Takdir Alloh tidaklah bisa dihindari. Kekholifahan Ustman bin Affan harus berakhir dengan peristiwa yang dikenal dengan nama “Yaumuddar”, di mana orang-orang yang terprovokasi oleh gerakan Abdulloh bin Saba’ mengepung rumah Kholifah untuk membunuhnya. (al-Khulafa’ ar-Rosyidun, lilmustawa ar-Robi’ bi Ma’hadil Mukmin)
Dalam kondisi fitnah yang berat dan mencekam semacam itu para sahabat dan putra-putra sahabat yang mulia menawarkan berbagai macam jalan keluar dan pembelaan meski harus berperang. Namun semua ditolak beliau dan dihadapinya sendirian demi menghindari pertumpahan darah antar kaum muslimin.
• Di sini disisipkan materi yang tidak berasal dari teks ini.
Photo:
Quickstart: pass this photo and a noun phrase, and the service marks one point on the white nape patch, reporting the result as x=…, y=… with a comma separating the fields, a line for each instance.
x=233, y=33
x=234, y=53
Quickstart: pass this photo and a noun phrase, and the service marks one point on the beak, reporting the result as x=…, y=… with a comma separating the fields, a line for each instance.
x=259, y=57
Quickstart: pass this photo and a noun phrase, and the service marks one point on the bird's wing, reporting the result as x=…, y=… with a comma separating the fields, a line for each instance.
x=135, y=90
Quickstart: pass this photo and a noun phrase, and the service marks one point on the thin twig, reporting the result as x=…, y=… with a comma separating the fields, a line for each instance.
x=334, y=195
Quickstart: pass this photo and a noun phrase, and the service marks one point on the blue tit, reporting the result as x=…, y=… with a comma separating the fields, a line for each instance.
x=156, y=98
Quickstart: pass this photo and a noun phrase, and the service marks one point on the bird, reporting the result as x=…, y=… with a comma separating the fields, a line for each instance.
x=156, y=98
Di hari terakhir pengepungan, sang Kholifah mengatakan: “Hari ini orang-orang akan membunuhku. Aku telah bermimpi bertemu Rosululloh yang ditemani oleh Umar dan Abu Bakar, Beliau bersabda, “Ya Utsman berbuka puasalah di tempat kami.”
Ketika rumah Kholifah masih dalam keadaan terkepung, istri Utsman berujar, “Kalau kalian membunuhnya (kholifah) atau membiarkannya, maka ia adalah orang yang menghidupkan suasana malam dengan menghatamkan al-Qur’an dalam satu rokaat.” Akhirnya Usman a terbunuh dalam keadaan berpuasa sementara di tangannya membawa mushaf al-Qur’an.
Setelah Utsman terbunuh orang-orang bergegas menuju rumah Alias seraya berkata, “Kami akan membaiatmu. Ulurkan tanganmu. Harus ada seorang amir.” Ali lalu menjawab, “Ini bukan urusan kalian. Ini urusan ahlulbadr (orang orang yang ikut perang Badar). Siapa yang diridhoi oleh mereka, dialah Kholifah.”
Maka berdatanganlah para sahabat yang pernah ikut perang Badar dan akhirnya mereka membaiat Ali sebagai Kholifah.”
Kholifah yang keempat ini harus memulai tugasnya dalam situasi yang sangat berat, sulit dan memilukan hati. Utsman bin Affan terbunuh dalam keadaan teraniaya sementara orang-orang yang terlibat dalam pembunuhan masih menguasai Madinah, penduduk Madinah pun merasakan kesedihan yang bercampur dengan amarah.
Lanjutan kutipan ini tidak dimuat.